Mrs. Clem, as she was known to many, was not a member of my family nor could I call her a close personal friend, but she always felt like both. This woman was the very model of a warm, compassionate and funny human being. She was trim and energetic and always wore sunglasses to alleviate her migraine headaches. There in the funeral-home chapel an assortment of people — none of us knew each other — came to remember her in spite of last-minute shopping and holiday chaos. We all stepped into a quiet room to pay homage to the lady who for years took pride in her job as "dining room manager" and made McDonald's in Carytown a cut above the rest.

Mrs. Clem's memorial service gave new meaning to the phrase "celebration of life." I've heard those words said as dirges played and noses honked and faces drooped, and they didn't make a bit of sense. Here, they did.

After some prayers were offered, we were asked if anyone had any "expressions" to offer Mrs. Clem's daughter Darlene and her children. At first, people were shy. Then a lady stood up and told the family how much Clem had loved them. More silence. Another woman, dressed in a cheerful Santa sweater, stood to tell about how her two boys loved going to McDonald's to see Mrs. Clem. Every year they had visited her at McDonald's on Christmas Eve. Later, both of her sons, age 14 and 11, bravely rose to speak — one told of Clem's kindness while the other sweetly proclaimed her "a one-in-a-million lady."

Soon memories of Mrs. Clem came pouring out. Someone else spoke of the fun she'd had at Clem's weekly bingo games at McDonald's — she organized them especially for older adults. Her co-workers at Bliley's' Augusta Avenue branch where she'd worked for the last couple of years spoke of her humor. Throughout, we all laughed, we nodded in recognition and remembered the tiny things she did — cleaning up a spilled drink, sneaking us an extra Happy Meal toy or a coupon for a free cheeseburger. She sympathized with young, harried mothers, told us she loved us and frequently said with utmost sincerity, "You are beautiful." Her love of others had made a profound impact on us all, and we were encouraged to go back out into the world and do the kind of good Clem did. In the end, an elderly gentlemen raised his hand and said simply, "I have three words to say: I loved Clem." Well said.
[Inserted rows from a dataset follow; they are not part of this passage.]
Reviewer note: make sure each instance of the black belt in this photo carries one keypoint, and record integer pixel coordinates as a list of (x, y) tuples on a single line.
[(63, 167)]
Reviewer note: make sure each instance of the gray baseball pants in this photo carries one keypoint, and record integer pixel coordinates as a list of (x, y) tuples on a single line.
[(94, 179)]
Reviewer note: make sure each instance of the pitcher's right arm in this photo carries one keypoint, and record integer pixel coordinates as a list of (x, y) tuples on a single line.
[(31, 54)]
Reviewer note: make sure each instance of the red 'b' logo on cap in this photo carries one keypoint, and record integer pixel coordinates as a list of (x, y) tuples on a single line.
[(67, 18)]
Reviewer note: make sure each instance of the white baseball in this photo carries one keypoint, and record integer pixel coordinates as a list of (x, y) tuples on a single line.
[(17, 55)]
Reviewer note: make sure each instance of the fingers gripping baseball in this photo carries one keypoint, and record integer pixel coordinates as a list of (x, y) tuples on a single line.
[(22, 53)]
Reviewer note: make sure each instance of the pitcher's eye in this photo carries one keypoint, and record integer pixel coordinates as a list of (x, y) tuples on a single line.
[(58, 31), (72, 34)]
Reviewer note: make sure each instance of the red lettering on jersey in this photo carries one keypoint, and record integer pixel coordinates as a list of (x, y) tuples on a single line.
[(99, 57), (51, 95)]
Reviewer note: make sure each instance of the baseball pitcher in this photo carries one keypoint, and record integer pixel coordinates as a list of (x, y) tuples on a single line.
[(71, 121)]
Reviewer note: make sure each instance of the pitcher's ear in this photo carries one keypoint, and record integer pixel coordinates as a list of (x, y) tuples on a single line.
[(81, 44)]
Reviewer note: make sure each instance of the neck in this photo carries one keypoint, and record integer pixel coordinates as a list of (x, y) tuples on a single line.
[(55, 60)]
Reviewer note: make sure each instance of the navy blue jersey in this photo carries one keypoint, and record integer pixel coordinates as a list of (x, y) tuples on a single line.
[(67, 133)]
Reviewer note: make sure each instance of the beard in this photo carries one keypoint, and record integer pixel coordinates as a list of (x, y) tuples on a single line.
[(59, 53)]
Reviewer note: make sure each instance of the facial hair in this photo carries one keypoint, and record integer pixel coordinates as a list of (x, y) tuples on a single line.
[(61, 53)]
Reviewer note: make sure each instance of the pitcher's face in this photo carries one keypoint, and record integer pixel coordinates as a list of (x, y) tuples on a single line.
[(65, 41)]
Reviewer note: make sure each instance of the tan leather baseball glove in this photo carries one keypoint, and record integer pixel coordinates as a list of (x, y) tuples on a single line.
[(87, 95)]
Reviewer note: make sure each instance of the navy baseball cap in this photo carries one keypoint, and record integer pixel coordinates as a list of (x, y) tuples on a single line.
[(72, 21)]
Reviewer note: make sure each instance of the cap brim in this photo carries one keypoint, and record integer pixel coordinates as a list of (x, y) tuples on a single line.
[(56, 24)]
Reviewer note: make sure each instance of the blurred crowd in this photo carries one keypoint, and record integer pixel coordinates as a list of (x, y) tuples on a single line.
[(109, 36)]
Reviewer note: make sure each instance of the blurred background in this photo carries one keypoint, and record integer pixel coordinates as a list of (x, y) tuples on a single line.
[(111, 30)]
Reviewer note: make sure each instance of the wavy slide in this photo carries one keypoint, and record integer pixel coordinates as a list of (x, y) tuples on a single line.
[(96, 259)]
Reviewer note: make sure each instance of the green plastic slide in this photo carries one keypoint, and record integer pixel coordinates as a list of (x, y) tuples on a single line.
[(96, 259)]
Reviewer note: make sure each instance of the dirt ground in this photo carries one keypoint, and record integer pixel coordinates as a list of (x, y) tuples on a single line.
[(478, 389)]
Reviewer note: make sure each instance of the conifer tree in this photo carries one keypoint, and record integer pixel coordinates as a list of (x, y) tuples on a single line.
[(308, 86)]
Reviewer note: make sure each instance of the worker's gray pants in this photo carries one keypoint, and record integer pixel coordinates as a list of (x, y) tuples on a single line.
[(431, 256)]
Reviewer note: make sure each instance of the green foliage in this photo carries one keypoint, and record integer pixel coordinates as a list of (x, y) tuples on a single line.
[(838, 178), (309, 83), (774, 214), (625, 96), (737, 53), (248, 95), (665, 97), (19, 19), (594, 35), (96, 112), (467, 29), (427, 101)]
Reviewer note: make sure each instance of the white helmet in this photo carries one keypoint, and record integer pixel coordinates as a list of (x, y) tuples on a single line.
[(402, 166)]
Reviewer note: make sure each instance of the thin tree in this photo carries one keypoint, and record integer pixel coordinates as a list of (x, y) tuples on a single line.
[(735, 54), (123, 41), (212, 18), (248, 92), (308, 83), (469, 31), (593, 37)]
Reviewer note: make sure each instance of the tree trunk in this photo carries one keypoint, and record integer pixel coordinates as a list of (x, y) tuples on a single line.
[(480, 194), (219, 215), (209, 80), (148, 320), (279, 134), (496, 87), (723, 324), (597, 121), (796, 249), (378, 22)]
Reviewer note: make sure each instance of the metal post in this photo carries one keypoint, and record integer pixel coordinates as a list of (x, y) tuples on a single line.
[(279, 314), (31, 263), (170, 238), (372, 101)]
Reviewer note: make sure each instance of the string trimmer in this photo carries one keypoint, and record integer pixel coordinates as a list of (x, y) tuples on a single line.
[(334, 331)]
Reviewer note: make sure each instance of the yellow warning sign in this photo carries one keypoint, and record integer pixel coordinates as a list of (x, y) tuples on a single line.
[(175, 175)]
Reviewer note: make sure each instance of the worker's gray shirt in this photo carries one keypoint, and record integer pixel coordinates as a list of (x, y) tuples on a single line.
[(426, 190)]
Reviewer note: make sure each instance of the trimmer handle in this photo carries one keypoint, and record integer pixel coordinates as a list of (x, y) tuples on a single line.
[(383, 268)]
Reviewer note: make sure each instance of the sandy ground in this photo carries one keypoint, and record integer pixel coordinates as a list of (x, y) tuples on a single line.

Later that afternoon, in a moment of madness, I ventured into Toys "R" Us to look for one more gift. I had perused the shelves and was headed toward the door when I noticed a little girl in tears standing near the Barbie aisle. I guessed that she was lost. After helping her find her parents, I wondered why I'd bothered to take the time. I think I did it because that's what Mrs. Clem would have done. And I thank her for the example she set. Reflecting on her life made this year's Christmas Eve one of my nicest ever.

Elizabeth Cogar wrote about Mrs. Clem and the Carytown McDonald's in a July 1997 Style Weekly cover story.